Another unresolved issue is the trade agreement between the US, Canada and Mexico (USMCA). While some see the trade agreement dying in Congress because of the Democrats anti-Trump positions, a failure to confirm the agreement, with significant financial and political consequences, would be seen as a direct consequence of Democratic petulance rather than leadership. Consequently, it is expected USMCA will be implemented by mid-2019.
All of the above have consequences, some greater than others, for New Zealand agriculture.

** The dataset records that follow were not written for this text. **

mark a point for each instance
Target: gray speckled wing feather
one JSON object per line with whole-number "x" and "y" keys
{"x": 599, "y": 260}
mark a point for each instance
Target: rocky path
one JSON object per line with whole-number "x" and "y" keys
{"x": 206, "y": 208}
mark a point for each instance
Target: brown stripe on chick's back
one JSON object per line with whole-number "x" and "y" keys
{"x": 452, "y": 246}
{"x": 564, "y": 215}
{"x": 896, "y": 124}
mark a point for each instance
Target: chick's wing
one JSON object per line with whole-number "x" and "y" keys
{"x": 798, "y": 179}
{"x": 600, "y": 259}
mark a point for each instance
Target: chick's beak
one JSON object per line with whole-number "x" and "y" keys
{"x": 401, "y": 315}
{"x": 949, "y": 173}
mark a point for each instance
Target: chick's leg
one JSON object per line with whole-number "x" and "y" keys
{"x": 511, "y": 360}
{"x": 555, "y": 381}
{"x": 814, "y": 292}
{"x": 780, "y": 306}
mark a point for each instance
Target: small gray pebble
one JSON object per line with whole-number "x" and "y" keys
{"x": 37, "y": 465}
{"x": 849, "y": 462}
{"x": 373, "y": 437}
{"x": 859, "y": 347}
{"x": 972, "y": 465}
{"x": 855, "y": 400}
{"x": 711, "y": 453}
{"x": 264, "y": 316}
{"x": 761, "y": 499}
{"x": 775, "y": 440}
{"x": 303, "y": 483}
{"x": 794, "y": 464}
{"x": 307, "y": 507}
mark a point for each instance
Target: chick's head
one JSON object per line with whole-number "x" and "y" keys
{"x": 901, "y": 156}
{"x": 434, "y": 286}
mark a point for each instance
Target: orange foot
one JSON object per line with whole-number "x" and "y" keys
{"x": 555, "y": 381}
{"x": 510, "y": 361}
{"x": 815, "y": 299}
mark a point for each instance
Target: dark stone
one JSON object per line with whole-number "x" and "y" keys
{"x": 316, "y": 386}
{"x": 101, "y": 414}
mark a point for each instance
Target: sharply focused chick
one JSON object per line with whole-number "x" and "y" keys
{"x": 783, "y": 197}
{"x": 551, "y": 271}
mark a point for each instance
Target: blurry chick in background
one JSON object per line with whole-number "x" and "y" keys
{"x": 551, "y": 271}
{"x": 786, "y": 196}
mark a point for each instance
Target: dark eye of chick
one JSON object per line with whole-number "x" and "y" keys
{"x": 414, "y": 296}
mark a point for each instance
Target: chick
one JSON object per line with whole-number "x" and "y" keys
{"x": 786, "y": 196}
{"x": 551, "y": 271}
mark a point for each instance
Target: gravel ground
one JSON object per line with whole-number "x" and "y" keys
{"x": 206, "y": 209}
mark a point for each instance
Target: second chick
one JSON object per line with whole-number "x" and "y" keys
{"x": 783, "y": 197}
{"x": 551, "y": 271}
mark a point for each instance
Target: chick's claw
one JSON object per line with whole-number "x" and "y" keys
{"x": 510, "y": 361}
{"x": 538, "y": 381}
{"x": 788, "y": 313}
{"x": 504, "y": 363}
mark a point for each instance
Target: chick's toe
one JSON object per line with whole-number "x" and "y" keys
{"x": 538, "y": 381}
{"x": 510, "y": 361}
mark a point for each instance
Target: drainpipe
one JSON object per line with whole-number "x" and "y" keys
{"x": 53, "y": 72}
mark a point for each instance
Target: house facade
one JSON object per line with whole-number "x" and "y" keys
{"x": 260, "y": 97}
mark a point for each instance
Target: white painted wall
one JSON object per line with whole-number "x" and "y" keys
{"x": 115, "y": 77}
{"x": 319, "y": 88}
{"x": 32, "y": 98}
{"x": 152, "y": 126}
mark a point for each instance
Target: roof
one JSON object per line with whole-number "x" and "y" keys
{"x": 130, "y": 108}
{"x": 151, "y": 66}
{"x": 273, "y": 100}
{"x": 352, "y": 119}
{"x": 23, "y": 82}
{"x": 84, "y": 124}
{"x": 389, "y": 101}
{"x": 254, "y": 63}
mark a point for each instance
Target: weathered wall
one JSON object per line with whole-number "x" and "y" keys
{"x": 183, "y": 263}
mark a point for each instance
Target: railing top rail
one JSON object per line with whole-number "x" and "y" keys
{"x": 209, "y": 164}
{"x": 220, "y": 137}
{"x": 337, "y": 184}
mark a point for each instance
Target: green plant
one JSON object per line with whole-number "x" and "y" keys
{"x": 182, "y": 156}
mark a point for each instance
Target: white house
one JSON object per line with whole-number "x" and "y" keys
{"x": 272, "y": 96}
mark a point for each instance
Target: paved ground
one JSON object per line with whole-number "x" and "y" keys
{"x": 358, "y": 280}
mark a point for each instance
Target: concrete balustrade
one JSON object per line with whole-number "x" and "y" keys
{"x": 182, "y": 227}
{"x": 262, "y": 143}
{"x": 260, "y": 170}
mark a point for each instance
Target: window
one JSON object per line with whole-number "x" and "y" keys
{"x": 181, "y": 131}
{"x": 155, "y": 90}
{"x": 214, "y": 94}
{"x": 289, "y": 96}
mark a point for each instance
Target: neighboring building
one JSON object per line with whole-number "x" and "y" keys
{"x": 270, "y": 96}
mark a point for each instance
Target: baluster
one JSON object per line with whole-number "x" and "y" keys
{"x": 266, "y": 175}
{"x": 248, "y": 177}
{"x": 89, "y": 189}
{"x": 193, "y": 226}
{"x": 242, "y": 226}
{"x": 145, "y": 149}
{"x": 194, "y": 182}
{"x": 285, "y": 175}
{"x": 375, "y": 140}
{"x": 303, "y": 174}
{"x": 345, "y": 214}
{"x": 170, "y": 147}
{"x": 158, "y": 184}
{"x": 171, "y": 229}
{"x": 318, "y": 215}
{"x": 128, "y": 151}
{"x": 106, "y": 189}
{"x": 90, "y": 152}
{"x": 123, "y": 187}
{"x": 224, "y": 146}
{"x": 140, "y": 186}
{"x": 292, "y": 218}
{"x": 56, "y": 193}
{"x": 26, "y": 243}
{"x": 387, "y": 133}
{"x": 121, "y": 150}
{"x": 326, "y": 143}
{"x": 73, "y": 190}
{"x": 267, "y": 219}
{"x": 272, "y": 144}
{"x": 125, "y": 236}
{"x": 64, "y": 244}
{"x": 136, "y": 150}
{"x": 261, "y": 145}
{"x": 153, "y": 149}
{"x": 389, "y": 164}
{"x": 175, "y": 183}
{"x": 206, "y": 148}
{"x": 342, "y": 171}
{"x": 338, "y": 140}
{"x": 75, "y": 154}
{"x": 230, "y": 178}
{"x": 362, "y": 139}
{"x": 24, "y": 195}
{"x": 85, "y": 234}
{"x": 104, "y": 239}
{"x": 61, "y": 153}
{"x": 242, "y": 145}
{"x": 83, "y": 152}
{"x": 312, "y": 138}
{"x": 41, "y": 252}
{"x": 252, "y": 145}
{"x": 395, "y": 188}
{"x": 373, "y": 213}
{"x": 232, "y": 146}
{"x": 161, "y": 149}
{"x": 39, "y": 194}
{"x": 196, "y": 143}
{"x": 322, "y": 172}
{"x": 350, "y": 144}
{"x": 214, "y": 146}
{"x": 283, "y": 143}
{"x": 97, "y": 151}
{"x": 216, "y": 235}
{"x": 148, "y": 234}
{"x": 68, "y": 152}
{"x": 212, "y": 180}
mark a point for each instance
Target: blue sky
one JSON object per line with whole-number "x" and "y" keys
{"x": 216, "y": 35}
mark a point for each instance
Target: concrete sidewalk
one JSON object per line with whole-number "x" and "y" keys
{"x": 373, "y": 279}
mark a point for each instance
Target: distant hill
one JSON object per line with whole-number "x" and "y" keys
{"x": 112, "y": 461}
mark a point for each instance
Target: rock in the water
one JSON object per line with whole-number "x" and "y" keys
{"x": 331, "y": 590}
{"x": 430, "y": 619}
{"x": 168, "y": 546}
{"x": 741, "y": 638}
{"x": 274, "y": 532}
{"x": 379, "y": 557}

A new Farm Bill that addresses the bad US farm financial situation could result in reduced US production and, as a consequence, higher world prices for a variety of commodities, including dairy. It is expected the Senate and the House could reach agreement on the legislation, in part because the Democratic House is now a part of the solution.
Trade, broadly reviewed, could be more politically contentious. As noted, the House could increase its pressure to reduce ties and trade with Russia.
Such a move, depending on its focus, could open up new opportunities for New Zealand agriculture
The probable agreement to USMCA would be neutral to New Zealand exports, in large because of the limited changes to the agricultural part of the agreement from the earlier agreement.
In summary, the elections resulted in a divided Parliament (Congress). That division will change the discussions from parties deeply critical of the President and the other party, to recognition they are part of the solution and will lead to positive legislation.
Such an outcome is good for New Zealand agriculture.
William C Bailey was Chair of Agribusiness at Massey University for 13 years. He has written weekly world dairy market columns for ASB Bank for almost 15 years. He currently is President of Topker Consulting, specialising in agricultural market research and supply chain issues relevant to agriculture.